自治体職員の読書ノート

自治体で働く活字中毒者が、読んだ本を紹介します。普段の読書の紹介はインスタで。

【2311冊目】久保寺健彦『ハロワ!』

 

 

ハロワ! (集英社文庫)

ハロワ! (集英社文庫)

 

 

嘱託員としてハローワークで働く若者が主人公の連作短編。

正直、小説としてどうかと問われれば、今一つの部分も多い。文章も粗いし、説得力に欠ける部分もあるし、筋書きも散漫だ。登場人物のキャラクターはなかなか面白いのだが(特に千堂と樋口)、そこに面白いエピソードを絡めてキャラを立たせることができていないので、せっかくの造形が埋もれてしまっている。

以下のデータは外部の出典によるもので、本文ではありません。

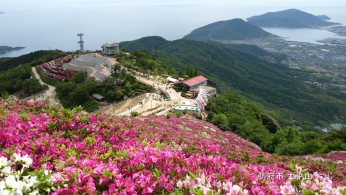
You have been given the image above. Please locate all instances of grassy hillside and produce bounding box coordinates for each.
[183,19,272,41]
[247,9,337,28]
[0,50,68,72]
[120,37,346,128]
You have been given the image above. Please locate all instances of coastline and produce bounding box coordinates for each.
[0,46,25,54]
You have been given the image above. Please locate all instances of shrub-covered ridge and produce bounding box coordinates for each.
[0,100,346,194]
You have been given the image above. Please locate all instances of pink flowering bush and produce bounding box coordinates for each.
[0,100,346,195]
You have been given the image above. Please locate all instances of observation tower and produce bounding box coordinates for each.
[77,33,84,53]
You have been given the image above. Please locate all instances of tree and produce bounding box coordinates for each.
[1,91,10,100]
[22,78,43,94]
[260,113,281,133]
[124,82,132,96]
[147,69,151,77]
[211,113,228,127]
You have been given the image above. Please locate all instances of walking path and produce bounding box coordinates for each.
[27,67,61,106]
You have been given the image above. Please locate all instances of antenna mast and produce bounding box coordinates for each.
[77,33,84,53]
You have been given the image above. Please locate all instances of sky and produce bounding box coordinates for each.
[0,0,346,56]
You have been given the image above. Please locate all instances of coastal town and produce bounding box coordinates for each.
[19,44,217,117]
[227,37,346,91]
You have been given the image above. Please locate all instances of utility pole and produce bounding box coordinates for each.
[77,33,84,53]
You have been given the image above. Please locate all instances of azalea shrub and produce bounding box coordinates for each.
[0,100,346,195]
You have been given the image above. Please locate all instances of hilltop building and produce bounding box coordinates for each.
[182,76,217,98]
[92,93,106,102]
[183,76,208,90]
[171,104,201,116]
[101,42,119,55]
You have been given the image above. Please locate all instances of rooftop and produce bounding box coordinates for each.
[172,104,199,111]
[101,42,119,48]
[183,76,208,87]
[190,86,216,92]
[93,93,105,100]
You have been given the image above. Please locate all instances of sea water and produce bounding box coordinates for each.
[0,0,346,57]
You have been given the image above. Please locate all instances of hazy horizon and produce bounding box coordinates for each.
[0,0,346,56]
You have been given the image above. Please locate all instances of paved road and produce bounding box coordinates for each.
[28,67,60,106]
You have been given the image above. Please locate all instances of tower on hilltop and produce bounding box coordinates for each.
[77,33,84,53]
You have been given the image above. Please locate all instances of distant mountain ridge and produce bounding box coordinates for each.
[316,15,331,20]
[0,45,25,54]
[183,18,273,41]
[247,9,338,28]
[119,36,346,124]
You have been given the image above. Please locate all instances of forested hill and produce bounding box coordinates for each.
[247,9,337,28]
[120,37,346,129]
[183,19,272,41]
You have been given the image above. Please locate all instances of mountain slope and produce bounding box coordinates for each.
[120,37,346,126]
[183,19,271,41]
[247,9,336,28]
[0,99,346,194]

ついでに言えば、同じ相談業務を担当する公務員としての立場で言えば、「あるある」な部分もあるが、??な部分も。まあ、地方公務員と国家公務員、福祉事務所と職業紹介という違いはあるのだろうが。

いずれにせよ、ハローワークという、小説のネタがゴロゴロ転がっている場所を選んだにしては、材料が手に余るというか、全体的に生煮えの印象が残った。だが、それにもかかわらずこの小説は、読ませる。ところどころ首をひねりながらも、勢いで最後まで読ませる熱量と勢いをもっている。

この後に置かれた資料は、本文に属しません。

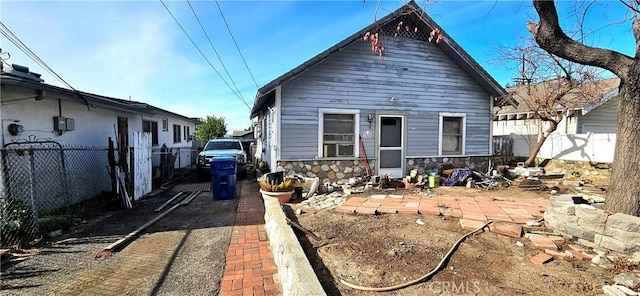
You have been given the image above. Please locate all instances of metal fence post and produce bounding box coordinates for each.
[28,148,38,219]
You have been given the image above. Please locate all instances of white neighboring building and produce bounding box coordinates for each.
[0,65,199,168]
[492,78,620,162]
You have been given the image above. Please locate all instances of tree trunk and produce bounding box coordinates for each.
[527,0,640,217]
[604,75,640,217]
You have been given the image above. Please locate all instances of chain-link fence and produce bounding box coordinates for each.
[0,142,111,247]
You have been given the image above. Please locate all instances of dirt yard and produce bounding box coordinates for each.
[288,187,613,295]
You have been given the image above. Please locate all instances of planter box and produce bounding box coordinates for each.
[260,189,294,205]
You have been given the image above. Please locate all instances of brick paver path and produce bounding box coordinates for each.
[336,195,549,223]
[220,182,282,296]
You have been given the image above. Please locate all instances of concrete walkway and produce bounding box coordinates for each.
[336,195,549,223]
[220,181,282,296]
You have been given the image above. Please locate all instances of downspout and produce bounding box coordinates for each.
[487,96,494,156]
[272,86,282,167]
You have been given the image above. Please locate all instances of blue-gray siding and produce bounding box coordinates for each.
[281,37,491,159]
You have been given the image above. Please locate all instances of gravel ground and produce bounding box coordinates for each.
[1,179,242,295]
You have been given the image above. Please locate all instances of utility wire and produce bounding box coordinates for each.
[216,0,260,89]
[160,0,251,110]
[187,0,245,101]
[0,22,77,91]
[0,22,89,108]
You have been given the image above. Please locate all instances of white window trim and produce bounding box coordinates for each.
[317,108,360,158]
[438,112,467,156]
[161,118,169,132]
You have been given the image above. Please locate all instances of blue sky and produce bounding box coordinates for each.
[0,0,634,130]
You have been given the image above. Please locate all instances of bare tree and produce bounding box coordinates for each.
[497,40,603,166]
[527,0,640,217]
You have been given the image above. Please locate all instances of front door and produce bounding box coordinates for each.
[377,115,404,178]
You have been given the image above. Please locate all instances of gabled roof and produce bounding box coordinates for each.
[250,0,507,118]
[231,131,253,138]
[497,78,620,115]
[0,65,199,123]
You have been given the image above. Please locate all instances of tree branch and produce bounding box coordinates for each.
[527,0,640,78]
[631,16,640,59]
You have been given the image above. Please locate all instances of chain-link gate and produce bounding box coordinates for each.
[0,141,111,247]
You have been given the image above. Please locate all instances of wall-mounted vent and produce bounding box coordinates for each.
[53,116,67,132]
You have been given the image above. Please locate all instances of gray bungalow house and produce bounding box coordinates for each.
[250,1,506,182]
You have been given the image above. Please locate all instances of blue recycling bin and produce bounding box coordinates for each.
[210,156,237,200]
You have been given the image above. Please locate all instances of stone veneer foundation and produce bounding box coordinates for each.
[544,195,640,254]
[278,156,515,183]
[537,158,611,179]
[278,158,376,183]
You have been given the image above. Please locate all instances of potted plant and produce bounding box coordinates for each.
[258,172,295,204]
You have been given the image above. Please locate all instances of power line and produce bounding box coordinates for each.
[160,0,251,110]
[216,0,260,88]
[0,22,89,109]
[187,0,244,104]
[0,22,77,91]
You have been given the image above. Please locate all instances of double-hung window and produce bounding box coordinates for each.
[439,112,466,155]
[142,120,158,146]
[173,124,182,143]
[318,109,360,157]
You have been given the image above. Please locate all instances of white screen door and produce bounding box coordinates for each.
[378,115,404,178]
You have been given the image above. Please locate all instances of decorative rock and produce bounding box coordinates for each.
[604,226,640,244]
[575,205,607,233]
[591,255,613,265]
[530,253,553,265]
[489,222,522,238]
[602,285,626,296]
[594,233,640,254]
[544,249,573,260]
[578,238,597,249]
[613,285,640,296]
[613,272,640,289]
[565,224,604,241]
[607,213,640,233]
[527,234,558,250]
[627,252,640,264]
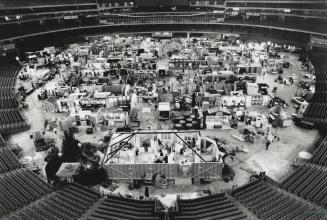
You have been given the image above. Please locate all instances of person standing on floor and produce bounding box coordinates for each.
[266,138,271,150]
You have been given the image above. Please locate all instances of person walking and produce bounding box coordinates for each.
[266,139,271,150]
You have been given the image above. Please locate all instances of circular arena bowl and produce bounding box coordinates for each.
[0,0,327,220]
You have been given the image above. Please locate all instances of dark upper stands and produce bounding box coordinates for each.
[7,184,100,220]
[82,196,160,220]
[283,164,327,207]
[232,180,319,220]
[0,146,22,174]
[0,168,51,216]
[303,49,327,127]
[311,138,327,166]
[0,134,6,147]
[0,0,327,39]
[173,194,249,220]
[0,59,29,134]
[0,0,96,9]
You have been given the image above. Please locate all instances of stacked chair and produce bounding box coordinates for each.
[173,193,250,220]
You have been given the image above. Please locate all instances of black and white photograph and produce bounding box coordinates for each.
[0,0,327,220]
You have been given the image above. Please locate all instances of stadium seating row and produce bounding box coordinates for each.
[232,180,319,220]
[283,164,327,206]
[82,195,160,220]
[311,138,327,166]
[0,109,30,134]
[7,184,100,220]
[173,194,248,220]
[0,59,29,134]
[0,147,21,173]
[0,168,51,216]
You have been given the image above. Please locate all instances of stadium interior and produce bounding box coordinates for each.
[0,0,327,220]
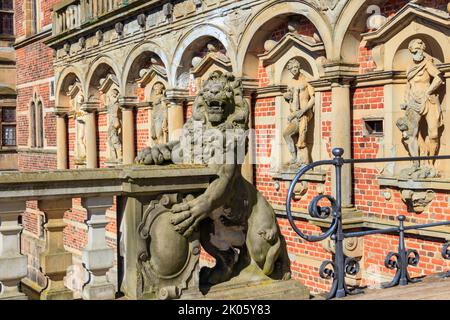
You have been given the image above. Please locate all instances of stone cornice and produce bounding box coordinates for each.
[119,97,138,109]
[256,84,287,98]
[13,30,52,50]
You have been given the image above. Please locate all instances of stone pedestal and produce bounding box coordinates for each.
[81,196,115,300]
[122,105,136,164]
[38,198,73,300]
[168,103,184,141]
[166,88,188,141]
[0,201,27,300]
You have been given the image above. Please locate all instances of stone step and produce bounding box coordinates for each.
[342,275,450,300]
[179,280,310,300]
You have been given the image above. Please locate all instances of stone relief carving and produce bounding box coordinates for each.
[150,82,169,145]
[312,0,348,24]
[283,58,315,167]
[136,72,290,298]
[107,88,122,162]
[138,194,200,300]
[397,39,443,178]
[224,8,252,43]
[67,82,86,165]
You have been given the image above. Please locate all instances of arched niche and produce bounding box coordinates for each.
[125,51,168,102]
[176,36,233,94]
[121,42,170,96]
[363,3,450,176]
[236,1,333,78]
[242,14,325,82]
[55,66,83,109]
[56,72,86,167]
[277,55,321,172]
[169,24,236,89]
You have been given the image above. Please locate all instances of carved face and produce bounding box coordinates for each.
[202,73,233,124]
[287,59,301,78]
[408,39,426,62]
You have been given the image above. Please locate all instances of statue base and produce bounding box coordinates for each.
[180,265,310,300]
[181,279,310,300]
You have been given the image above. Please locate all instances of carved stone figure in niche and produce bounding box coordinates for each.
[397,39,443,178]
[136,72,290,298]
[283,59,315,167]
[150,82,169,145]
[108,88,122,162]
[67,82,86,165]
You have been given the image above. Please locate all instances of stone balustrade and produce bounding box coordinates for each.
[0,165,213,300]
[53,0,137,35]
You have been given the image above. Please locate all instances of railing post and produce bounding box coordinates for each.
[81,196,115,300]
[332,148,346,298]
[38,198,73,300]
[0,201,27,300]
[398,215,408,286]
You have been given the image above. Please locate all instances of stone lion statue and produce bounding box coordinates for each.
[136,72,290,285]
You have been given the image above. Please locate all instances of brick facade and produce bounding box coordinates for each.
[11,0,450,293]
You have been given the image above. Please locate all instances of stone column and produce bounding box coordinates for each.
[242,79,258,184]
[0,201,27,300]
[331,79,353,208]
[81,196,115,300]
[38,198,73,300]
[119,97,137,164]
[166,89,188,141]
[82,102,98,169]
[56,110,68,170]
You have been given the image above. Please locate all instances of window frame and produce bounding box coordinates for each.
[0,106,17,148]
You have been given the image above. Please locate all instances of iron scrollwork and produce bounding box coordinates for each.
[286,148,450,299]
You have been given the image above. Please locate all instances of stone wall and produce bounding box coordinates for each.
[16,0,450,292]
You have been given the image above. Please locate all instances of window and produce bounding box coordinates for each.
[0,107,16,147]
[0,0,14,36]
[49,78,55,101]
[364,119,384,136]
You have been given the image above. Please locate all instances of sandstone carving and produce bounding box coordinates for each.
[397,39,443,178]
[136,72,290,296]
[67,82,86,165]
[401,189,436,213]
[283,58,315,167]
[108,88,122,162]
[150,82,169,145]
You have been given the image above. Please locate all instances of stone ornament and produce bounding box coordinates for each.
[283,58,315,167]
[67,82,86,165]
[150,82,169,145]
[114,22,124,36]
[137,13,147,28]
[138,194,200,300]
[401,189,436,213]
[136,72,290,296]
[397,39,443,178]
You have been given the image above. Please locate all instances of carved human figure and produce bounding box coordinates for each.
[74,93,86,163]
[150,82,169,145]
[397,39,443,177]
[283,59,315,166]
[108,88,122,161]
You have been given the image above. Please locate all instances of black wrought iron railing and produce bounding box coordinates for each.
[286,148,450,299]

なぜなのか、著者のことは全然知らないのでここから先は推測になるのだが、たぶんこの沢田信という主人公の抱えている課題や切実さが、著者自身の抱えているそれと重なっているからではないかと思う。多くの人と同時に話をするのが苦手な一方、音楽が好きで夜通しクラブで過ごす二面性、「正しい生き方」にこだわった窮屈な生き方、それが昂じて、思いを寄せている人妻と自分の部屋で過ごしながらそれ以上の関係になりきれないムズキュンな設定など、ウソっぽいと感じる人もいるだろうが、むしろこの「小説としてのウソっぽさ」に、私はリアリティを感じた。まあ、ムズキュンに関しては「逃げ恥」の例もあることだし、現代ではこっちのほうがかえってリアルなのかもしれないが。

もちろん、よほど自分の中にダークサイドをもっていないと、この手を何度も使うことはできない。今後、この著者がどんなふうに成長し、小説としての練度を上げていけるか、それとも本書かぎりの一発屋で終わってしまうか、どうやら最近新作も出たようなので、楽しみにしたいと思う。最初から「うまい」ヤツより、「ヘタだけどなぜか読ませる」ヤツのほうが、大化けする可能性は高いのだから。